Because the harder you focus on just one thing, the more you lose control of everything. Perhaps Ellis could have tried to piece it all together, one at a time. Staring hard at the catcher’s signal, and then focusing solely on throwing the pitch. But it wouldn’t have worked that way. It would be like trying to focus on a bird overhead while floating in the middle of the ocean and being attacked by sharks who are also singing K-pop songs loudly.
Throw in the fact that he was trying to strike out Jimi Hendrix, with Richard Nixon umpiring to a catcher whose very existence was uncertain, and you get a sliver of the idea about what an achievement this was.
Ellis conducted a Beethoven symphony in the middle of a burning house while the land around him fell into the Earth.
Perhaps Ellis benefitted from needing a step-ladder to scratch his ass (h/t Kinky Friedman) that day. He didn’t deal with the normal pressure and tension of carrying a no-hitter through nine innings. He was just too focused on getting through the whole thing without being eaten by the bear in the batter’s box. Certainly it would help distract him from the history he was trying to create. The tense dugout atmosphere normally at play during a no-hitter would have been unnoticeable to Ellis.
And maybe the wildness benefited him as well. It’s an extreme stroke of luck that his lack of control — that led to eight walks and one HBP — didn’t also mean a few pitches got lost in the zone and crushed.
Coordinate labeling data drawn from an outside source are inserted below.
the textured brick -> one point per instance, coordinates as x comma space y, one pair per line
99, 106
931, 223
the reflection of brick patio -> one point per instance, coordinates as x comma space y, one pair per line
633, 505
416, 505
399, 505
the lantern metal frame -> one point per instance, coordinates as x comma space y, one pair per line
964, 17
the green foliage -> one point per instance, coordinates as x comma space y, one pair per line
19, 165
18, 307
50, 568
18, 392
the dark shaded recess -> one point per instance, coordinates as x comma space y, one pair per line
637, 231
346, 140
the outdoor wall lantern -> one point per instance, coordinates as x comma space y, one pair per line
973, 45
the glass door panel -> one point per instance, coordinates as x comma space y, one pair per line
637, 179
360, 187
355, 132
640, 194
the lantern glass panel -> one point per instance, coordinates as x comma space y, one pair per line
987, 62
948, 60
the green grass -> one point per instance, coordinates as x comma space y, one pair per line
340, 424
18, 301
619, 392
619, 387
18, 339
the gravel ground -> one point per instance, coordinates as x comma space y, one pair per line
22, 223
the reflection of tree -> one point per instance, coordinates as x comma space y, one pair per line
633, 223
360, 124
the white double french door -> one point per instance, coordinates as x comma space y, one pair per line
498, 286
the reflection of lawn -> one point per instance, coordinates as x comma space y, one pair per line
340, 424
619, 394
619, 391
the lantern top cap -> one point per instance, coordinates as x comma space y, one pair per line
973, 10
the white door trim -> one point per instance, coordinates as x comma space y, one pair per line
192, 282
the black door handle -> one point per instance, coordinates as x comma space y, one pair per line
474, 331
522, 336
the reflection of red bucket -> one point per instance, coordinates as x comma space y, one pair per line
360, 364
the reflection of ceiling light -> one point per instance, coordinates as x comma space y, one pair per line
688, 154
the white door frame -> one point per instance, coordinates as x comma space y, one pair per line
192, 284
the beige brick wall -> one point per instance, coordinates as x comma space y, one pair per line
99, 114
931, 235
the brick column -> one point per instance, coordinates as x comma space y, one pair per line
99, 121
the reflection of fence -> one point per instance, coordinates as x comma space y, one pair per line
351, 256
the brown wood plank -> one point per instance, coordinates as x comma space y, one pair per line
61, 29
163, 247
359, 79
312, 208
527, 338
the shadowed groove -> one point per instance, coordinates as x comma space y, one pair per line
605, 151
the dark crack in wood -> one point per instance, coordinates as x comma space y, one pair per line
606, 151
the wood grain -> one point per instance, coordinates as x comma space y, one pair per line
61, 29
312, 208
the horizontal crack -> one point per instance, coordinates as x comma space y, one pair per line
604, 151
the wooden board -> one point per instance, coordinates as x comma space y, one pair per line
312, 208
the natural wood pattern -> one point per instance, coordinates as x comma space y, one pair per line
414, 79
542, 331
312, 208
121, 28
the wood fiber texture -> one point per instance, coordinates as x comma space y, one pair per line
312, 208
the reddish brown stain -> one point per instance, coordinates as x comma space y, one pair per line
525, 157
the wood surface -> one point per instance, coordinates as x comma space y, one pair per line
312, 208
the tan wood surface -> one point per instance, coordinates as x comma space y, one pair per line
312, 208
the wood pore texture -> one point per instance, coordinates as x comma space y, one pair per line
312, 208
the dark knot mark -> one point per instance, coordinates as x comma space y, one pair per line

Every no-hitter has a slice of luck, but perhaps the utter terror of stepping into the box against a pitcher who is clearly on drugs — with little grasp of where the ball is going, or whom it’s being thrown to — stopped hitters from squaring up whatever mistakes Ellis did make. Maybe the batters were just happy to not piss themselves.
It should be mentioned that Ellis himself wouldn’t have wanted this anniversary to be marked, certainly not celebrated. After retiring from baseball, he became an activist and a counselor for those with substance abuse problems. He helped countless people, especially those incarcerated, to get clean. He was a constant driving force for progress in baseball’s labor issues, and a vocal opponent of institutional racism.
Only presidents, it seems, get to choose their legacy (which is how the aforementioned Nixon somehow ended up with glowing eulogies when he thankfully kicked off this mortal plane). But the whole picture should be painted. That oft-celebrated night in San Diego is part of the story, but probably far too big of Ellis’s whole story. It certainly gives more definition to his great work after he was done playing. The no-hitter is only one piece of a complete arc.
But as times change, perhaps we view drug use a little less like one end of the spectrum, and the wrong one at that. Hell, psychedelics in recent studies have shown they might, might aid those with certain mental illnesses.
It’s a too-slow process, but with the continuing legalization of marijuana throughout the country and the growing view of drugs as more of an economic and health issue, we see it less as a criminal pursuit to be hidden and shamed. Society is not there yet, but it’s inching that way.
And once we stop deriding the drug use, then Ellis’ accomplishment should stand out even more. It’s less and less of a “freak show,” as time moves on. It’ll always be at least partially cartoonish, because how could it not be? We see it more and more as a quirk than as a defining characteristic. And yet the physical task and achievement...it will never be topped.